The problem was 3,500 miles of ocean and Waldman had claustrophobia. His commander had needed six volunteers to fly home.
“Like a fool,” he says, “I volunteered.”
Now here he sat in a morning briefing, with a pounding headache, head spinning, anxious and miserable after a sleepless night, talking himself out of bailing.
“I’m tougher than that,” he thought. “I’m no coward.”
Waldman thought that if he admitted his phobia, they’d rip the wings off his chest. So he strapped on his gear and headed out with five wingmen. His anxiety grew.
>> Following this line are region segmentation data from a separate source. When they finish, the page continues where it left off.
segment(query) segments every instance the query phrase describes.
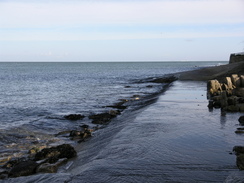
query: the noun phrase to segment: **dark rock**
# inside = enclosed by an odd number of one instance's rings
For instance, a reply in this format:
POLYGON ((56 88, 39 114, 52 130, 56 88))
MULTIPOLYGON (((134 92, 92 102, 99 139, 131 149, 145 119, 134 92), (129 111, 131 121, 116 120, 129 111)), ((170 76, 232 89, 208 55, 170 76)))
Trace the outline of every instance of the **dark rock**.
POLYGON ((244 133, 244 131, 243 130, 236 130, 235 133, 242 134, 242 133, 244 133))
POLYGON ((81 120, 84 117, 85 116, 81 115, 81 114, 70 114, 70 115, 64 116, 65 119, 72 120, 72 121, 81 120))
POLYGON ((111 108, 121 109, 121 110, 124 110, 127 108, 127 106, 123 106, 123 105, 108 105, 106 107, 111 107, 111 108))
POLYGON ((109 111, 109 114, 113 115, 113 116, 117 116, 117 115, 120 115, 121 112, 119 110, 110 110, 109 111))
POLYGON ((70 137, 76 137, 76 136, 80 136, 81 135, 81 131, 77 131, 77 130, 72 130, 69 134, 70 137))
POLYGON ((213 107, 214 107, 214 102, 212 100, 209 100, 208 108, 212 109, 213 107))
POLYGON ((6 179, 8 178, 9 172, 5 169, 0 168, 0 179, 6 179))
POLYGON ((213 107, 214 108, 221 108, 221 101, 215 101, 215 102, 213 102, 213 107))
POLYGON ((36 172, 37 173, 56 173, 58 170, 58 166, 55 164, 50 164, 50 163, 43 163, 41 164, 36 172))
POLYGON ((240 154, 236 157, 236 166, 239 170, 244 170, 244 154, 240 154))
POLYGON ((16 164, 9 172, 9 177, 33 175, 38 164, 35 161, 23 161, 16 164))
POLYGON ((67 162, 67 158, 59 159, 55 163, 43 163, 39 167, 37 167, 36 172, 37 173, 56 173, 58 170, 58 167, 67 162))
POLYGON ((35 161, 48 159, 48 158, 73 158, 76 156, 75 149, 69 144, 62 144, 56 147, 45 148, 42 149, 40 152, 36 153, 35 161))
POLYGON ((107 124, 114 117, 116 116, 106 112, 101 114, 90 115, 89 119, 92 119, 92 123, 94 124, 107 124))
POLYGON ((28 159, 25 157, 22 158, 12 158, 6 164, 3 165, 3 168, 12 168, 20 162, 27 161, 28 159))
POLYGON ((225 108, 228 112, 239 112, 240 108, 237 105, 229 105, 225 108))
POLYGON ((235 146, 233 147, 233 151, 236 154, 244 154, 244 146, 235 146))
POLYGON ((239 117, 238 121, 241 125, 244 125, 244 116, 239 117))
POLYGON ((157 78, 153 79, 151 82, 153 83, 172 83, 173 81, 176 81, 177 78, 174 76, 164 77, 164 78, 157 78))
POLYGON ((80 127, 81 127, 81 128, 84 128, 84 129, 88 129, 88 128, 89 128, 89 125, 85 125, 85 124, 84 124, 84 125, 81 125, 80 127))
POLYGON ((124 110, 127 108, 127 106, 123 106, 124 103, 128 102, 126 99, 121 99, 121 102, 115 103, 114 105, 109 105, 106 107, 111 107, 111 108, 116 108, 116 109, 121 109, 124 110))

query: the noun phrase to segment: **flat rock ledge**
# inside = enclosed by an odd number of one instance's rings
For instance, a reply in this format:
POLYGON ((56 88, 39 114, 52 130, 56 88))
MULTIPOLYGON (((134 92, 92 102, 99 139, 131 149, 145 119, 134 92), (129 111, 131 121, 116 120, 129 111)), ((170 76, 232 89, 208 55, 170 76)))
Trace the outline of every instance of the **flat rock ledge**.
POLYGON ((207 84, 208 107, 227 112, 244 112, 244 75, 232 74, 207 84))
POLYGON ((29 176, 36 173, 56 173, 60 165, 76 155, 74 147, 69 144, 44 148, 32 156, 8 161, 0 169, 0 179, 29 176))

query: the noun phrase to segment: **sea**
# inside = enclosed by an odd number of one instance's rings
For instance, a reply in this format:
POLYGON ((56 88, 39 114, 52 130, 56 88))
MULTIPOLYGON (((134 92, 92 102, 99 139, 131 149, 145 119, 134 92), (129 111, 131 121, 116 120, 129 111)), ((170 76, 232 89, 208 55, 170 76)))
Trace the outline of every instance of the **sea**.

In the cockpit, he asked himself this: If I take off in this plane, I cannot say with 100% certainty that I won’t freak out and have a panic attack. And if I do, then I’ll become a serious safety hazard, not only to myself but to my wingmen as well. Is it really worth that risk? Fly or abort?
“One, this is Two,” he tells his squadron commander.
“Uh, yeah. Uh … Two needs to abort.”
“Two’s aborting, sir.”
“Yes sir. Uh … I am feeling, uh, pretty sick. Not sure I can make it all the way home. I didn’t sleep last night and feel like crap.”
“OK, guys, shut ’em down and meet in 10 minutes.”
After 65 combat missions, this is the only flight Waldman ever aborted. He braces himself for mockery.
To his amazement, none comes. They regroup and fly in one hour.
When making a go/no-go decision, ask yourself three questions:
- Why am I on this mission?
- What are the consequences if I bail out?
- If I abort, will I be shirking my responsibilities and commitments?
— Adapted from Never Fly Solo, Rob “Waldo” Waldman, McGraw-Hill.